Blind oder befangen

Tagung zu Rechtsextremismus und Justiz in Schleswig: „Erwartungsdruck nicht zu erfüllen“  ■ Von Elke Spanner

Richterschelte ist an der Tagesordnung. Die Justiz ist „auf dem rechten Auge blind“, heißt es, wenn ein Demonstrationsverbot für Neonazis gerichtlich aufgehoben wird oder ein rechter Gewalttäter eine Strafe bekommt, die öffentlich als mild empfunden wird. Dabei haben die einzelnen RichterInnen einen Seiltanz zu absolvieren: Einerseits üben sie staatliche Macht aus, andererseits sind sie nicht politischen Zielsetzungen, sondern allein den Gesetzen verpflichtet – und dadurch leicht dem Verdacht ausgesetzt, „befangen“ oder umgekehrt „rechtsblind“ zu sein. Wie dieser Seiltanz zu meistern ist, thematisierte gestern das schleswig-holsteinische Justizministerium auf einer Fachtagung in Schleswig.

Gerade Schleswig-Holstein war in den vergangenen Monaten vielfach mit dem Tagungsthema „Rechtsextremismus – Eine Herausforderung auch für die Justiz“ konfrontiert: Nach dem Brandanschlag auf MigrantInnen in Mölln und die Jüdische Synagoge in Lübeck stellte sich Mitte der Neunziger Jahre die Frage nach angemessenen Strafen für rassistisch motivierte Täter. Zudem befindet sich in Neumünster mit dem Club 88 ein Neonazitreffpunkt, über dessen Fortbestand VerwaltungsrichterInnen zu entscheiden haben. Und seit dessen Schließung durch die Stadt erwogen wurde und Neonazis mehrfach Demontrationen dagegen anmeldeten, hatten die Gerichte zudem vermehrt über das Demontrationsrecht für Rechtsextremisten zu entscheiden.

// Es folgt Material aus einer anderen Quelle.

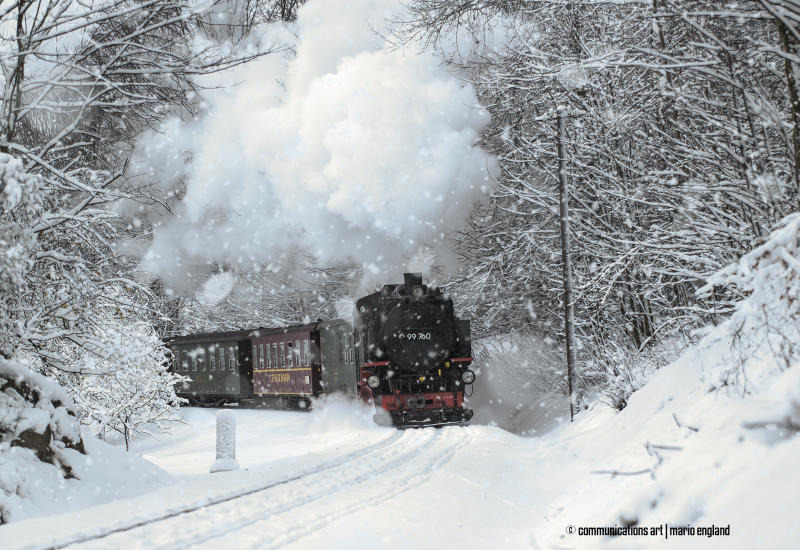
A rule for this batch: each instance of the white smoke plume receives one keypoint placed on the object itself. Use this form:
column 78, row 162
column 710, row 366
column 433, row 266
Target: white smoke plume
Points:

„Den auf uns lastenden Erwartungsdruck“, fasste der Vorsitzende des schleswig-holsteinischen Richterverbandes Andreas Martins die Stimmung unter vielen KollegInnen zusammen, „können wir gar nicht erfüllen“. Auch der aus Karlsruhe angereiste Generalbundesanwalt Kay Nehm befand, die Möglichkeiten der Justiz würden bei weitem überschätzt. Bei Strafprozessen beispielsweise sitze der Angeklagte nicht als Feind, sondern schlicht als Prozessbeteiligter im Saal, und „rechtsstaatliche Garantien gelten auch für Feinde des Rechtsstaates“. Ihre Möglichkeiten würden die Gerichte ausschöpfen, verwehrte er sich gegen Schelte, allein „dass wir unsere Arbeit nicht öffentlich deutlich machen können“, sei das Problem.

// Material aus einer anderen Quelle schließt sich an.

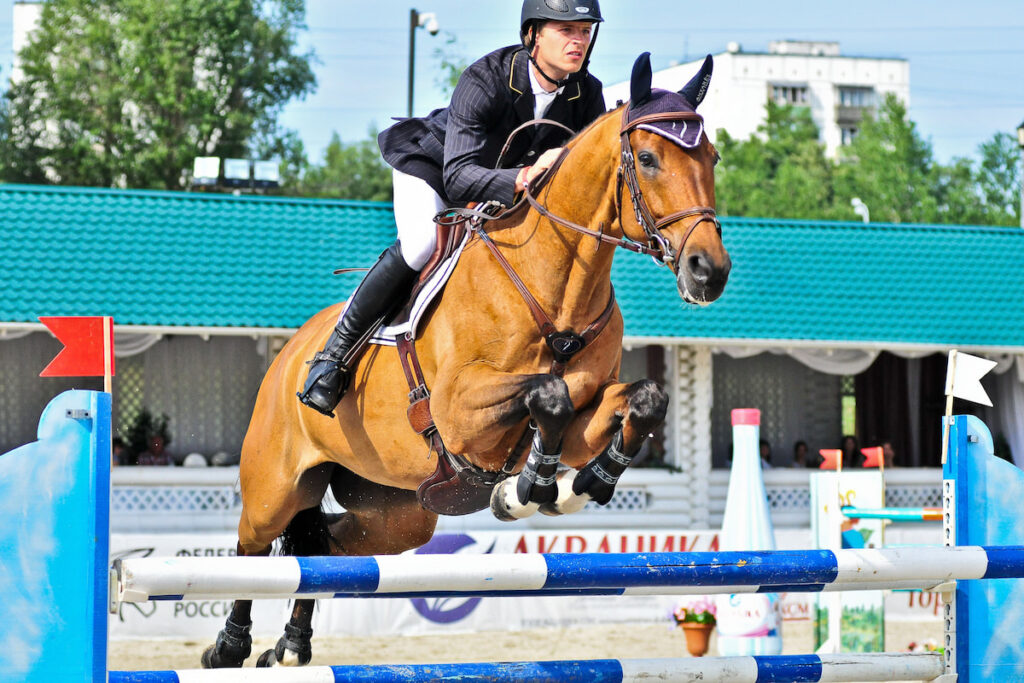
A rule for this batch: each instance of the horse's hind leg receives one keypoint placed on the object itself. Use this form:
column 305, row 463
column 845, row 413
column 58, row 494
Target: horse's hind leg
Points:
column 378, row 520
column 270, row 506
column 305, row 536
column 233, row 643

Auch Oberstaatsanwalt Möller aus Lübeck wies den Vorwurf zurück, die Justiz sei auf dem rechten Auge blind. Er räumte jedoch ein, dass der Eindruck durchaus entstanden sein könne. Nach den Brandanschlägen auf MigrantInnen in Mölln und Hoyerswerda beispielsweise seien in der Beweiserhebung eklatante Fehler begangen worden. Damals jedoch, so Möller, hätten die Ermittler erst die Strukturen aufbauen müssen, über die sie mittlerweile verfügen: Sonderdezernate bei Polizei und Staatsanwaltschaft. Obwohl nun genügend Instrumentarien vorhanden seien, fühlte er sich gestern „an die Anfänge“ zurückerinnert: „Diese Diskussion müssten wir eigentlich längst hinter uns haben.“

Die TagungsteilnehmerInnen waren sich einig, dass harte Strafen allein Rechtsextremismus nicht unterbinden könnten. Dennoch führte Generalbundesanwalt Nehm als Beleg für seine These von der tatkräftigen Justiz an, dass gegen Neonazis seit 1978 insgesamt „einmal lebenslang und 177 Jahre und drei Monate“ verhängt worden seien. Das bezeichnete er als „stolze Bilanz“.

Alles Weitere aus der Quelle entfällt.